SkillScout Streamlit recruiter dashboard

Features

  • Resume-to-job-description matching using semantic embeddings and structured features
  • BERT/SentenceTransformer embeddings for resume and job description text
  • Stacked CatBoost, XGBoost, and LightGBM inference pipeline
  • Streamlit dashboard for recruiter-facing resume review
  • Bias-aware handling of name and college-tier signals
  • NLP-generated candidate feedback with fit summaries and improvement areas
  • Downloadable ranked reports for recruiter workflows
  • Organized app, source, model, data, notebook, and asset folders

Architecture

SkillScout extracts text from uploaded PDFs, builds semantic and structured features, generates embeddings, scores candidates with an ensemble model, applies bias-aware handling, and returns ranked results with explanatory feedback.

flowchart LR
    A[Resume PDFs + Job Description] --> B[Text Parsing]
    B --> C[Feature Extraction]
    C --> D[BERT Embeddings]
    C --> E[Structured Signals]
    D --> F[CatBoost / XGBoost / LightGBM Ensemble]
    E --> F
    F --> G[Bias-Aware Ranking Layer]
    G --> H[Ranked Candidate Output]
    G --> I[NLP Feedback]
    H --> J[Streamlit Recruiter Dashboard]
    I --> J
Loading

Tech Stack

Area Tools
Language Python
App Streamlit
NLP HuggingFace Transformers, Sentence Transformers, BERT-style embeddings
Machine Learning Scikit-learn, CatBoost, XGBoost, LightGBM
Data Pandas, NumPy, SciPy
Resume Parsing pdfplumber, PyPDF2
Model Artifacts Joblib, Pickle, CatBoost model files
Output Ranked table, candidate score, fit rationale, downloadable CSV

Repository Layout

skillScout/
|-- app/
|   `-- app.py
|-- src/
|   `-- skillscout/
|       |-- inference_pipeline.py
|       |-- ranking_feedback_nlp.py
|       `-- __init__.py
|-- models/
|   `-- production model artifacts and encoders
|-- data/
|   |-- reference/
|   |-- raw/              # ignored locally
|   |-- private_resumes/  # ignored locally
|   `-- outputs/          # ignored locally
|-- notebooks/
|   `-- project.ipynb
|-- assets/
|   `-- analysis plots and README media
|-- scripts/
|-- requirements.txt
|-- Makefile
|-- .gitattributes
|-- .github_description.txt
|-- .github_topics.txt
`-- README.md

Getting Started

Clone the repository:

git clone https://github.com/YOUR_USERNAME/skillScout.git
cd skillScout

Create and activate a virtual environment:

python -m venv .venv

Python 3.10-3.12 is recommended for the ML dependency stack.

Windows:

.venv\Scripts\activate

macOS/Linux:

source .venv/bin/activate

Install dependencies:

pip install -r requirements.txt

Run the Streamlit app:

streamlit run app/app.py

If make is available, you can use:

make setup
make run
make lint

Usage

  1. Open the Streamlit app.
  2. Paste the target job description.
  3. Upload one or more resume PDFs.
  4. Run the ranking pipeline.
  5. Review candidate match scores, confidence signals, missing skills, and generated feedback.
  6. Download the ranked CSV report for shortlisting or hiring review.
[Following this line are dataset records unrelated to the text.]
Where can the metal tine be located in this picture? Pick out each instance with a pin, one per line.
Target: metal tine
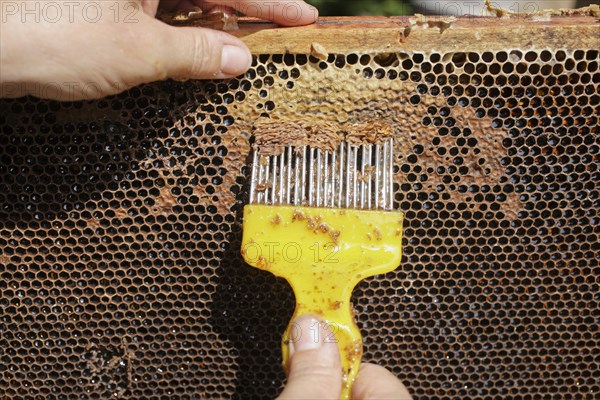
(348, 172)
(362, 176)
(370, 179)
(384, 190)
(391, 175)
(297, 183)
(253, 176)
(303, 176)
(355, 176)
(274, 180)
(340, 176)
(332, 184)
(377, 173)
(325, 179)
(260, 193)
(318, 178)
(289, 175)
(267, 176)
(282, 188)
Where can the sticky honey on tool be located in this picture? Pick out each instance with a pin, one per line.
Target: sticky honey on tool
(323, 220)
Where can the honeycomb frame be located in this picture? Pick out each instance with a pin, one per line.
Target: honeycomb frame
(120, 272)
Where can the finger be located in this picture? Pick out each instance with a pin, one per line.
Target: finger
(150, 7)
(197, 53)
(315, 370)
(375, 382)
(286, 13)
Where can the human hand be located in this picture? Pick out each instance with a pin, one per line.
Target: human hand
(315, 370)
(85, 49)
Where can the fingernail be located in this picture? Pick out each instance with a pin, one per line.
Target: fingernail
(235, 60)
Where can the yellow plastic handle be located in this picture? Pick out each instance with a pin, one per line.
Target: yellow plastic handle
(323, 253)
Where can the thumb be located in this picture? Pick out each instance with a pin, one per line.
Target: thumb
(199, 53)
(315, 369)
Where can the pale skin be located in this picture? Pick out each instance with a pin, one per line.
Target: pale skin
(74, 53)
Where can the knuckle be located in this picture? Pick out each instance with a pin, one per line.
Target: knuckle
(205, 59)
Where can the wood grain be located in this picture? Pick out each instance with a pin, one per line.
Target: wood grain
(393, 34)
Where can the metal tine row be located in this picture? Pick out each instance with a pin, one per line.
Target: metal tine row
(350, 177)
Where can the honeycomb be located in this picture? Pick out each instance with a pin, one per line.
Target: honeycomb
(120, 229)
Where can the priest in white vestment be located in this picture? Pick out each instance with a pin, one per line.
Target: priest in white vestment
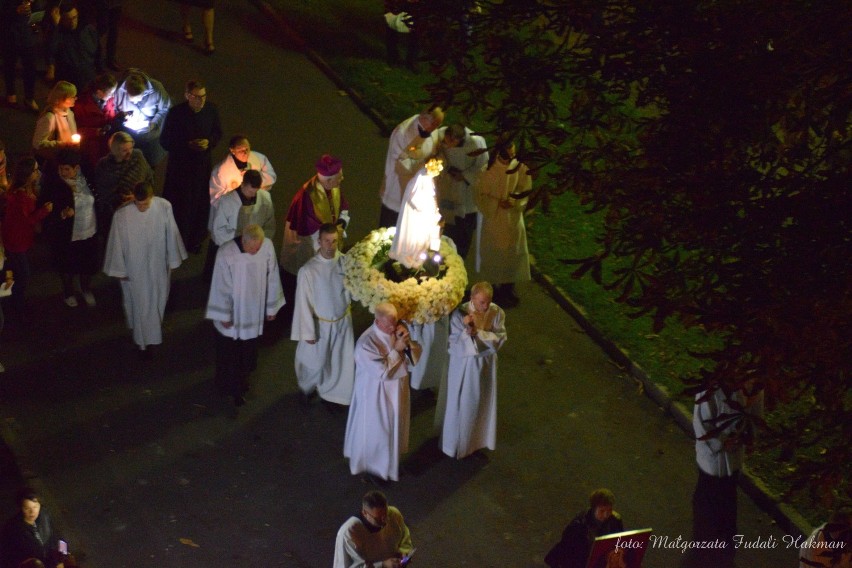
(245, 293)
(245, 206)
(379, 416)
(228, 174)
(418, 229)
(376, 537)
(322, 324)
(502, 256)
(144, 246)
(466, 413)
(409, 147)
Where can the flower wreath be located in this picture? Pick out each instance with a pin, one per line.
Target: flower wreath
(421, 299)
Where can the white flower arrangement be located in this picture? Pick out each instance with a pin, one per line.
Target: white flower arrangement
(422, 299)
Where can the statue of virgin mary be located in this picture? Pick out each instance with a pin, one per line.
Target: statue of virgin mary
(417, 229)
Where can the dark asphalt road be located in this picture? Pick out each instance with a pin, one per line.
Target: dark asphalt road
(137, 457)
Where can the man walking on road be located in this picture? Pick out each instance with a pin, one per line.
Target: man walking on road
(377, 536)
(322, 324)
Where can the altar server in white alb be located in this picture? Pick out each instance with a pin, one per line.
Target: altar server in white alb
(322, 324)
(228, 174)
(502, 256)
(466, 413)
(379, 416)
(245, 293)
(144, 246)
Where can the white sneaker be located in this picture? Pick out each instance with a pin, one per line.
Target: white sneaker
(90, 299)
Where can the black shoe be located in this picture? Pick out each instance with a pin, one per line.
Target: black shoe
(332, 408)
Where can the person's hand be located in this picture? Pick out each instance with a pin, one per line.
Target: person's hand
(199, 144)
(456, 174)
(401, 343)
(469, 325)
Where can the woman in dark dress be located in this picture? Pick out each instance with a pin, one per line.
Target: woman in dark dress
(30, 534)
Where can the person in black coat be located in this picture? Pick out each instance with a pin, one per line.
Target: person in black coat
(192, 129)
(577, 538)
(72, 226)
(29, 534)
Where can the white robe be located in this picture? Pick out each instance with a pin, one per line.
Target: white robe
(417, 229)
(358, 547)
(502, 256)
(407, 152)
(227, 177)
(230, 218)
(322, 313)
(466, 413)
(143, 248)
(379, 416)
(431, 370)
(246, 288)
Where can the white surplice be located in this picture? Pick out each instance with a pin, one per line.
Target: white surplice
(356, 546)
(466, 412)
(431, 370)
(407, 152)
(246, 288)
(322, 314)
(143, 248)
(379, 416)
(231, 216)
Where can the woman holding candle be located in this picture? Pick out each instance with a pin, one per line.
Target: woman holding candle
(71, 227)
(56, 127)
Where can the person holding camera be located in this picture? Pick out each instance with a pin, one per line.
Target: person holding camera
(377, 427)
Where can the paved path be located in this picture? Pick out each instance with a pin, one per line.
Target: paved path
(138, 456)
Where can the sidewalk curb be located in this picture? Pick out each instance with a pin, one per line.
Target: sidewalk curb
(315, 58)
(786, 516)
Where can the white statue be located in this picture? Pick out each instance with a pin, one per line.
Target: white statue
(417, 228)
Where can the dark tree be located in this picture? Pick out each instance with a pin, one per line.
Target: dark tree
(716, 137)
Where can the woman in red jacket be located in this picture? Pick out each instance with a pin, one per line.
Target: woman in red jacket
(18, 229)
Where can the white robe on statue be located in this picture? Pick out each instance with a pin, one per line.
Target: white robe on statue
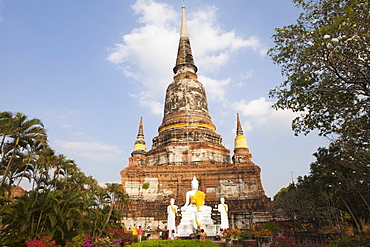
(171, 211)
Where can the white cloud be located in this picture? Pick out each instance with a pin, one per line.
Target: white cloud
(215, 88)
(93, 151)
(147, 53)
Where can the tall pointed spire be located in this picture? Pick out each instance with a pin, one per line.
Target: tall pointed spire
(184, 62)
(239, 129)
(240, 140)
(140, 144)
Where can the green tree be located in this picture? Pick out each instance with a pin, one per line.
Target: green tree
(18, 133)
(325, 58)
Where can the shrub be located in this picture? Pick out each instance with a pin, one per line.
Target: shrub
(40, 242)
(351, 241)
(271, 227)
(82, 239)
(232, 234)
(282, 241)
(263, 232)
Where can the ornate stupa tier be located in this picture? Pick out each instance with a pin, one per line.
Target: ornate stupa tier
(241, 151)
(184, 61)
(140, 144)
(186, 103)
(187, 135)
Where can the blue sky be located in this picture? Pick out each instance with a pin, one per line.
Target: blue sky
(90, 69)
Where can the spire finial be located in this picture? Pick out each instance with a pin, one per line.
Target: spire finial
(239, 129)
(184, 27)
(140, 144)
(184, 61)
(140, 133)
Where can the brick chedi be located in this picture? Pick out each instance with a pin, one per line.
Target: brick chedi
(187, 145)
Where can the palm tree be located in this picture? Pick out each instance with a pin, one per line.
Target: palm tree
(21, 132)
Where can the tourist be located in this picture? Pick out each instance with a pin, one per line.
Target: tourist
(139, 234)
(165, 235)
(147, 233)
(202, 235)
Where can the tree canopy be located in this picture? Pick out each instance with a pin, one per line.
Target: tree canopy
(325, 58)
(62, 202)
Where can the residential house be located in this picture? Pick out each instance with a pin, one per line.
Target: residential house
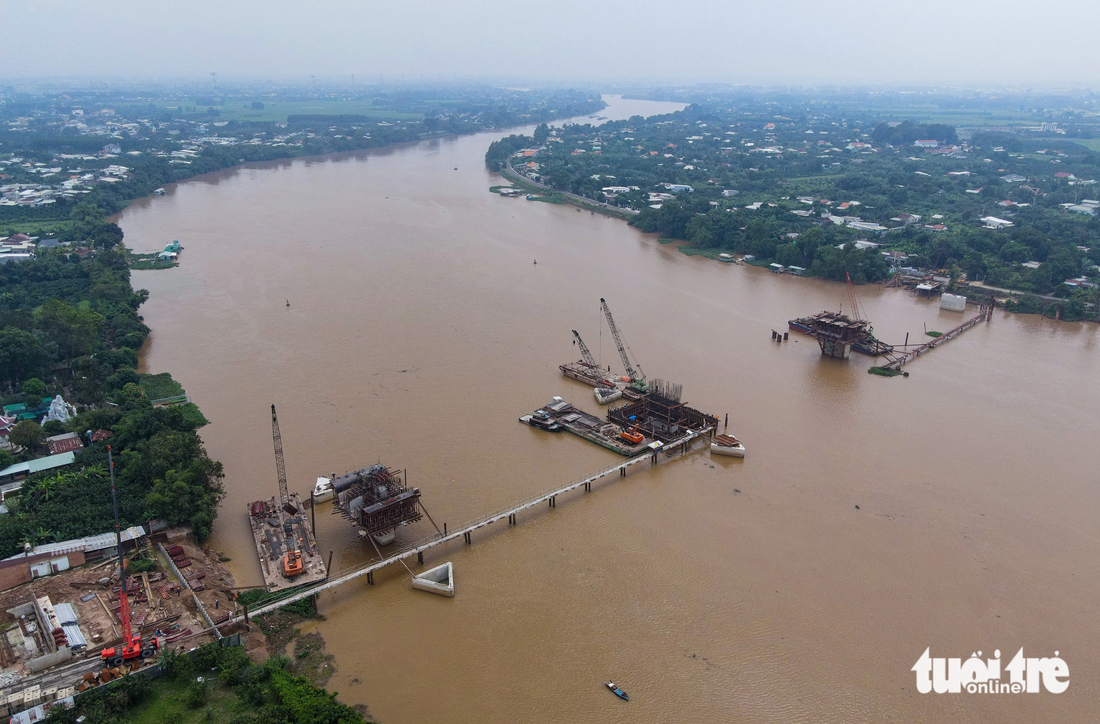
(12, 476)
(993, 222)
(66, 442)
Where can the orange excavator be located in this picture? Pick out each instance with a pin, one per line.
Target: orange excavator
(633, 435)
(133, 646)
(292, 563)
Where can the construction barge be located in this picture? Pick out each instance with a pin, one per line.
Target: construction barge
(285, 543)
(648, 424)
(377, 502)
(560, 415)
(838, 335)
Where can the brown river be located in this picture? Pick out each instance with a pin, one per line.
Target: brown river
(871, 518)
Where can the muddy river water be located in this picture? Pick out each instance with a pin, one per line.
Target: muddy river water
(711, 589)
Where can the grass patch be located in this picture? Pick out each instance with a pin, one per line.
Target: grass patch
(152, 264)
(1091, 144)
(194, 415)
(160, 386)
(278, 110)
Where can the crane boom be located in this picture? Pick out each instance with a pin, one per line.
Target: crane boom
(637, 377)
(123, 600)
(591, 361)
(279, 468)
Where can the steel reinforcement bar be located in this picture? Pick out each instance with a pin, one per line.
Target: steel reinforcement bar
(508, 513)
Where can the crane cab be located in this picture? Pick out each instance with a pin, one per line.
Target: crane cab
(292, 563)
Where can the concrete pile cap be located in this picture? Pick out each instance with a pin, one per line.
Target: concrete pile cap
(439, 580)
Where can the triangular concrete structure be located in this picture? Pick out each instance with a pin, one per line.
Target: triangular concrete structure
(439, 580)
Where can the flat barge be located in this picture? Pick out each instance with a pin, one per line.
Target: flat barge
(377, 502)
(278, 533)
(603, 432)
(864, 341)
(590, 374)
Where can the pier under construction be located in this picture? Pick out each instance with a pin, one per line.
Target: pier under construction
(653, 420)
(284, 538)
(376, 501)
(683, 445)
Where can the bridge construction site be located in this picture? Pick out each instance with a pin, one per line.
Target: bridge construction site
(683, 445)
(838, 335)
(653, 419)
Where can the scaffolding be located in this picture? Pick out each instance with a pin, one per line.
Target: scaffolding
(661, 415)
(836, 333)
(376, 500)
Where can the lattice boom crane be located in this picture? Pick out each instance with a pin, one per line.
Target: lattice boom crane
(591, 361)
(637, 376)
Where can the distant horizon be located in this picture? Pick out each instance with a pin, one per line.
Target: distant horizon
(336, 84)
(979, 44)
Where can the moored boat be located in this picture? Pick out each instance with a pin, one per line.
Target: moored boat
(727, 445)
(800, 325)
(615, 690)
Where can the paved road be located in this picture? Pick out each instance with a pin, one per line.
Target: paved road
(582, 200)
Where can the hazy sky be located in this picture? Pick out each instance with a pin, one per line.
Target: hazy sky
(954, 42)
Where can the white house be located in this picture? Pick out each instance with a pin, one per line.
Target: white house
(993, 222)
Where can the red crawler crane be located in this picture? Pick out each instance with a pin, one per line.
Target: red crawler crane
(133, 647)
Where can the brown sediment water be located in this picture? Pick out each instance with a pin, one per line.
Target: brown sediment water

Scores should be treated as decision support, not final hiring decisions. Recruiters and hiring teams should combine SkillScout output with structured interviews, work samples, and role-specific evaluation rubrics.

Bias Mitigation Notes

SkillScout includes bias-aware handling for signals that can affect resume screening in the Indian hiring context, including candidate names and college-tier indicators. The intent is to reduce over-reliance on proxy signals and keep the ranking focused on job-relevant evidence such as skills, experience, semantic job fit, and requirement coverage.

What this project does:

  • Separates semantic and structured matching signals from sensitive or proxy attributes
  • Includes college-tier handling through encoded features rather than raw prestige labels
  • Provides feedback that focuses on skills, experience alignment, and requirement fit
  • Keeps the ranking process inspectable for recruiters and ML engineers

What this project does not claim:

  • It does not guarantee legally compliant or bias-free hiring decisions
  • It does not replace human review, interview design, or fairness audits
  • It does not validate every resume format or every hiring domain out of the box

Model Artifacts

The app expects production artifacts in models/, including:

  • stack_cat.pkl
  • stack_xgb.pkl
  • stack_lgb.pkl
  • stack_meta.pkl
  • pca_resume.pkl
  • pca_jd.pkl
  • tier_encoder.pkl

Large raw datasets, private resumes, generated outputs, and embedding dumps are ignored under data/raw/, data/private_resumes/, and data/outputs/.

Screenshots

Dashboard Ranking Results Candidate Feedback
SkillScout dashboard screenshot SkillScout ranking results screenshot SkillScout candidate feedback screenshot

Analysis Artifacts

These plots are included as project artifacts to show the analysis workflow behind the ranking pipeline.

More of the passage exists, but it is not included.